That morning, I walked onto the veranda and noticed something unusual moving inside the wall.

I forced myself to move closer, though every step felt like a negotiation between panic and a strange, guilty curiosity I could not quite explain. Part of me wanted to run, to shut the door, to pretend I had never heard the scratching inside the wall. Another part of me needed to know what was there. The sound was too frantic to ignore, too alive to dismiss as imagination. So I kept inching forward, heart pounding, breath held tight in my chest, my mind filling in the darkness with every terrible possibility.
At first, all I could see was movement—a thin shape twisting in the crack, jerking and struggling in a way that made my skin crawl. My fear turned it into something larger than it was, something sinister, something waiting to lunge. But as I leaned closer, the truth began to separate itself from the nightmare I had built around it. It was not sliding with the smooth, deliberate motion of a snake. It was not hunting, watching, or threatening me. It was flailing. Clawing. Trapped.
Then I saw it clearly: a smooth little body, tiny legs pressed awkwardly against the wall, glossy skin catching the light in brief flashes. A skink. Not a monster. Not some horror rising out of the house. Just a small, frightened creature wedged in a place it could not escape, using the last of its strength to fight against a crack that had become a prison.
Something inside me changed almost instantly. The fear that had been gripping me began to loosen, replaced first by pity, then by a heavy sense of responsibility. I had spent the last few minutes imagining it as a threat, when all along it had been the one in danger. Its movements no longer looked disgusting or terrifying; they looked desperate. Suddenly I was not thinking about how afraid I was. I was thinking about how long it had been stuck there, how exhausted it must have been, and whether I could get it out without hurting it.
My hands were shaking as I reached toward it. Every instinct in me still expected the worst. I imagined it biting me, thrashing free, falling, vanishing into some worse place inside the wall. I was half certain I would panic and drop it, half convinced that my attempt to help would somehow make everything worse. But I moved slowly, gently, trying to keep my breathing steady while I worked it free from the narrow crack.
For a moment, it resisted, not because it was aggressive, but because fear had taken over both of us. Then, with one careful movement, it came loose. I held it only briefly, just long enough to carry it away from the trap that had nearly swallowed it. It paused there for a heartbeat, still and weightless, as if deciding whether the danger had truly passed. Then it darted away, quick and silent, disappearing into the world as if it had never been there at all.
Afterward, the room felt strangely quiet. The scratching was gone. The dread was gone too, though my body was still buzzing from it. Later, when I learned that skinks are harmless, shy creatures that usually want nothing to do with people, I felt almost embarrassed by the terror I had built around one small animal. The horror had not really belonged to the skink. It had belonged to me—to my imagination, my reflexes, my habit of turning the unknown into something dangerous before I understood it.
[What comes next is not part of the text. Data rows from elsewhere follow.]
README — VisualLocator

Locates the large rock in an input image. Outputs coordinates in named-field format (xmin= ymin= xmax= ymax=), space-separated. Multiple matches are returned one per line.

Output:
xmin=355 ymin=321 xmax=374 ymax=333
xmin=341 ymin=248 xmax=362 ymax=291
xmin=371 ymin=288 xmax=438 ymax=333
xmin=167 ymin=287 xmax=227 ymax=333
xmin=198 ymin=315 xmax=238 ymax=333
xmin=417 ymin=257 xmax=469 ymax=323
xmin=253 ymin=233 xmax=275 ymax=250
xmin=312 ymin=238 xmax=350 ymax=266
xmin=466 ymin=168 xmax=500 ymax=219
But there was something comforting in that realization. Helping it had done more than save a trapped creature. It had interrupted a fear I had allowed to grow too large. For once, I had moved toward what scared me instead of away from it, and what I found there was not a monster, but a life asking for help. Oddly, that left me calmer than I had been in a long time. The skink disappeared in seconds, but the lesson stayed: sometimes what frightens us most is not the thing itself, but the story we tell ourselves before we get close enough to see it clearly.